The HANAC syndrome is caused by mutations in the gene coding for collagen4a1, a major component of blood vessel basement membranes. Ocular symptoms include an increase in blood vessel tortuosity and occasional hemorrhages. To examine how vascular defects can affect neuronal function, we analyzed the retinal phenotype of a HANAC mouse model. Heterozygous mutant mice displayed both a thinning of the basement membrane in retinal blood vessels and in Bruch's membrane resulting in vascular leakage. Homozygous mice had additional vascular changes, including greater vessel coverage and tortuosity. This greater tortuosity was associated to higher expression levels of vascular endothelial growth factor (VEGF). These major changes to the blood vessels were correlated with photoreceptor dysfunction and degeneration.
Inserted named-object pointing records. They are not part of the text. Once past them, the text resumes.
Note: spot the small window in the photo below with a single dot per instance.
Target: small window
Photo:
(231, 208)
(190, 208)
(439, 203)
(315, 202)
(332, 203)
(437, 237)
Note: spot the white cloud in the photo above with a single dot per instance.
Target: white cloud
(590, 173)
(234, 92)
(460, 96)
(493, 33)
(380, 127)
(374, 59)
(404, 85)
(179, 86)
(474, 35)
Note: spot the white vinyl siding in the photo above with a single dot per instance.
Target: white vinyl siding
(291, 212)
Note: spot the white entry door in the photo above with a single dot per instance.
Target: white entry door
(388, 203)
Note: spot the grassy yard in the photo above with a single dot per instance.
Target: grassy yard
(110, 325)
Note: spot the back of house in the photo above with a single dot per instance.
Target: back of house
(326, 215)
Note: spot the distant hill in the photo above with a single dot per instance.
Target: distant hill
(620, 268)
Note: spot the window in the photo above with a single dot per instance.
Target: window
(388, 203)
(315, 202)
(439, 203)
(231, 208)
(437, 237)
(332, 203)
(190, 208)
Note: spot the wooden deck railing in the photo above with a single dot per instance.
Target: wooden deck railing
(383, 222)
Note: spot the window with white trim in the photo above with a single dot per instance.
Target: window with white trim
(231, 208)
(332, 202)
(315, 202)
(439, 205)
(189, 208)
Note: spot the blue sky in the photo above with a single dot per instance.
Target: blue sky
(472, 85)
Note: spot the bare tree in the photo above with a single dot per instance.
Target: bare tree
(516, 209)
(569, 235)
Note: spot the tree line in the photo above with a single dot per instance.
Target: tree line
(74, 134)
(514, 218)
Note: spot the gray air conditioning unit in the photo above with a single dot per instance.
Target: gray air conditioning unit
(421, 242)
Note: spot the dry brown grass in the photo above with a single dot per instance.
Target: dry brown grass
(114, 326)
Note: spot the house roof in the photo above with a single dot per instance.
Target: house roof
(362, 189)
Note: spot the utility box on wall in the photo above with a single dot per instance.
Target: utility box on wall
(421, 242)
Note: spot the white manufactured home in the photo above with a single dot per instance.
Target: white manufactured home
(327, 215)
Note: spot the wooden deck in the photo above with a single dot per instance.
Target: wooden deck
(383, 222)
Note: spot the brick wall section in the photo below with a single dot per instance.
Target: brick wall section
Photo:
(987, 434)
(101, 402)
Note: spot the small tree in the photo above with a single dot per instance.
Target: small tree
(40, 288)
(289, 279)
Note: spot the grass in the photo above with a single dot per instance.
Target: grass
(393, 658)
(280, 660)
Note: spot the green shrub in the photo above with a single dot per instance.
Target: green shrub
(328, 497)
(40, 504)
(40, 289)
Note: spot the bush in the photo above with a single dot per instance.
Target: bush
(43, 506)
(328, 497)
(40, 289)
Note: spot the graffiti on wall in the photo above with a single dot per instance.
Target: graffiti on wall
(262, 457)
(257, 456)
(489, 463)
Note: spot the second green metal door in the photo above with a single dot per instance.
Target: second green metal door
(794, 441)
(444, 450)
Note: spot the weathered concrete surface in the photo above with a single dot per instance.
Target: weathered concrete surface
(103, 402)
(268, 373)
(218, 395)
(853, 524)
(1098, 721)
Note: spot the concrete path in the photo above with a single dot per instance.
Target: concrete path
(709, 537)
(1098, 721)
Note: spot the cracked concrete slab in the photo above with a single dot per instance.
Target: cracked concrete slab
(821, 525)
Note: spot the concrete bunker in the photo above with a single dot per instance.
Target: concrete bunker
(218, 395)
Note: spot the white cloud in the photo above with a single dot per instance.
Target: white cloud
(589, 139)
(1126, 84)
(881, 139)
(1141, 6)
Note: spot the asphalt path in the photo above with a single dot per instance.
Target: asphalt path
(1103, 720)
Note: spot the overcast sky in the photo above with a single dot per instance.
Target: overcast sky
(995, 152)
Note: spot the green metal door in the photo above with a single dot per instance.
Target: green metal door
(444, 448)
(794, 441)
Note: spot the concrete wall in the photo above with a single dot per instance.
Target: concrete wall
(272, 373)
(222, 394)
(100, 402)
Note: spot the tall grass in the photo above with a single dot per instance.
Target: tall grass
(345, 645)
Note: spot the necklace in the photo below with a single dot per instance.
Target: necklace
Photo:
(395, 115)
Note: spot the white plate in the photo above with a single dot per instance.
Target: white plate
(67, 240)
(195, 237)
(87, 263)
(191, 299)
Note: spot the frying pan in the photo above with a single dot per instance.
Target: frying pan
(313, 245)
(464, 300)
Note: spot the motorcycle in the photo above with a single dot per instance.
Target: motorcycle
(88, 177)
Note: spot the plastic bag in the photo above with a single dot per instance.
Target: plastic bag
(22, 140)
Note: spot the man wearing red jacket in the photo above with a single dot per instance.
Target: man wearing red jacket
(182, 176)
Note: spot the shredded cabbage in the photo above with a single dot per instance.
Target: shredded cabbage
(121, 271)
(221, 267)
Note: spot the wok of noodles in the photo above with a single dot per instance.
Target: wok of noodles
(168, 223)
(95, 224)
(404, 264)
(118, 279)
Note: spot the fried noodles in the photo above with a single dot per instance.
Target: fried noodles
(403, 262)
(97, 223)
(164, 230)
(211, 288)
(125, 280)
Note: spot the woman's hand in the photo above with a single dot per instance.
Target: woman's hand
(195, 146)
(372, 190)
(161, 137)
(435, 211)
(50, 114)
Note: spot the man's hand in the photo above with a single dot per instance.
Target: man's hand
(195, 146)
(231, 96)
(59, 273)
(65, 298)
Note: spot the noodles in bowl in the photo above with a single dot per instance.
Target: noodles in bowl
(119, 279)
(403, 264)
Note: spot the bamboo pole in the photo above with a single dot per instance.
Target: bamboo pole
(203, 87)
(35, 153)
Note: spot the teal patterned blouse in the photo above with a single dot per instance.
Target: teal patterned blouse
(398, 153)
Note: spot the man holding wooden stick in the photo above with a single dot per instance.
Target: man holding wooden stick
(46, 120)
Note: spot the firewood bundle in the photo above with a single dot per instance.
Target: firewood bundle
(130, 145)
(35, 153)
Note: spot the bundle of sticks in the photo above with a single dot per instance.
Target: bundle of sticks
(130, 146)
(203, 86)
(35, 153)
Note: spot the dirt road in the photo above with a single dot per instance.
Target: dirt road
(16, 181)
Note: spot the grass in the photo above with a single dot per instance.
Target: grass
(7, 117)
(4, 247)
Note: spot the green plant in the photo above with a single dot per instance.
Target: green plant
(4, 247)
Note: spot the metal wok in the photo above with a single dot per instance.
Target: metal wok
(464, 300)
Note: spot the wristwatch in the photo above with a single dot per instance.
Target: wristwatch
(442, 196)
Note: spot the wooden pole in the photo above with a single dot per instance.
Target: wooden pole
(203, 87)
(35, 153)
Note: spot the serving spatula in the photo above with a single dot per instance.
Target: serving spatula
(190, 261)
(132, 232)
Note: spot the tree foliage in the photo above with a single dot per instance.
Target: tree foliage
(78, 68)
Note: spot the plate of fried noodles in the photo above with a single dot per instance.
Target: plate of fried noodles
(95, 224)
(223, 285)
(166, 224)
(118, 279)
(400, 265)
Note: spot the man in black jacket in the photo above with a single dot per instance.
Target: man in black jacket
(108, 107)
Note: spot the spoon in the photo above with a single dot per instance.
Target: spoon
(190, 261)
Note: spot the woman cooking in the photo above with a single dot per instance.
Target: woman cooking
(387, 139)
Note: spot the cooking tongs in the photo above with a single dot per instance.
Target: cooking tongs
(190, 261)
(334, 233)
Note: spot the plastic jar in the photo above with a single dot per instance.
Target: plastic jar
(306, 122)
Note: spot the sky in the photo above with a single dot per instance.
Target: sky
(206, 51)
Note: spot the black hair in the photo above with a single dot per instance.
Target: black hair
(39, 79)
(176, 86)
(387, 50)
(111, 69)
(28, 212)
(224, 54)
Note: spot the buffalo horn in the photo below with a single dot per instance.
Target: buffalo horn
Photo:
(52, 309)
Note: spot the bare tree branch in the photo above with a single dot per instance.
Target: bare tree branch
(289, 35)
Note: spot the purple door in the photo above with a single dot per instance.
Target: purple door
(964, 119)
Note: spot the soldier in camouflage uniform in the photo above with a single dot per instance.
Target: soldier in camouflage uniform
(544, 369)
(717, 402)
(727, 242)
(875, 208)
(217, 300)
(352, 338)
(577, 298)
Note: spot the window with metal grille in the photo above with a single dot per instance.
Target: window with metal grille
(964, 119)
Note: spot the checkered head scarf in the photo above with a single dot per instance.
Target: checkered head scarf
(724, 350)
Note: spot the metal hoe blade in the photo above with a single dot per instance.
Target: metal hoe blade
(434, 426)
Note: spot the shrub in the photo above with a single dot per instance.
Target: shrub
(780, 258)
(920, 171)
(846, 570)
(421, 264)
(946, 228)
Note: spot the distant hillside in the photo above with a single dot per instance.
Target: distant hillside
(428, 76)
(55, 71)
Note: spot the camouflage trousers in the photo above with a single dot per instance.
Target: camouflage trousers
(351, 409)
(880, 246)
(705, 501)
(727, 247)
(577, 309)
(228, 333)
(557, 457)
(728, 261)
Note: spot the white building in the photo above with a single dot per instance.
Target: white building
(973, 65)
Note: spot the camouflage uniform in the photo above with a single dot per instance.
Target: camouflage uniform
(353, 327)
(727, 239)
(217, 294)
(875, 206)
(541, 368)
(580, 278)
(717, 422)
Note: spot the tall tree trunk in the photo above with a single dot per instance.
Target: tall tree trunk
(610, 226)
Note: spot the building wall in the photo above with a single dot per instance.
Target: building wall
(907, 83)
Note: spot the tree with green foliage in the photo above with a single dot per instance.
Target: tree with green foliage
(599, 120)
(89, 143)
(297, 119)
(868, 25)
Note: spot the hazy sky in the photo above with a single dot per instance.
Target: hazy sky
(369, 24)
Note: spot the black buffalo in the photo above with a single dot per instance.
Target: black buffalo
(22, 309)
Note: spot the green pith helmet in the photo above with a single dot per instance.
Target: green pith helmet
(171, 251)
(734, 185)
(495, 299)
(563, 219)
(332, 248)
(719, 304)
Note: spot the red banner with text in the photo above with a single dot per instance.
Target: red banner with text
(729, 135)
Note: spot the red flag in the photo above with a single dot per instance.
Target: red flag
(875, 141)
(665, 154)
The neuronal damage was associated with re- active gliosis in astrocytes and Müller glial cells, and by the migration of microglial cells into the outer retina. This study illustrates how vascular changes can trigger neuronal degeneration in a new model of HANAC syndrome that can be used to further study dysfunctions of neurovascular coupling. Summary statement: This study provides a phenotypic analysis of a novel mouse model of HANAC syndrome focusing on the retinal aspect. It recapitulates most of the aspects of the human disease and is therefore a great tool to study and to address this condition.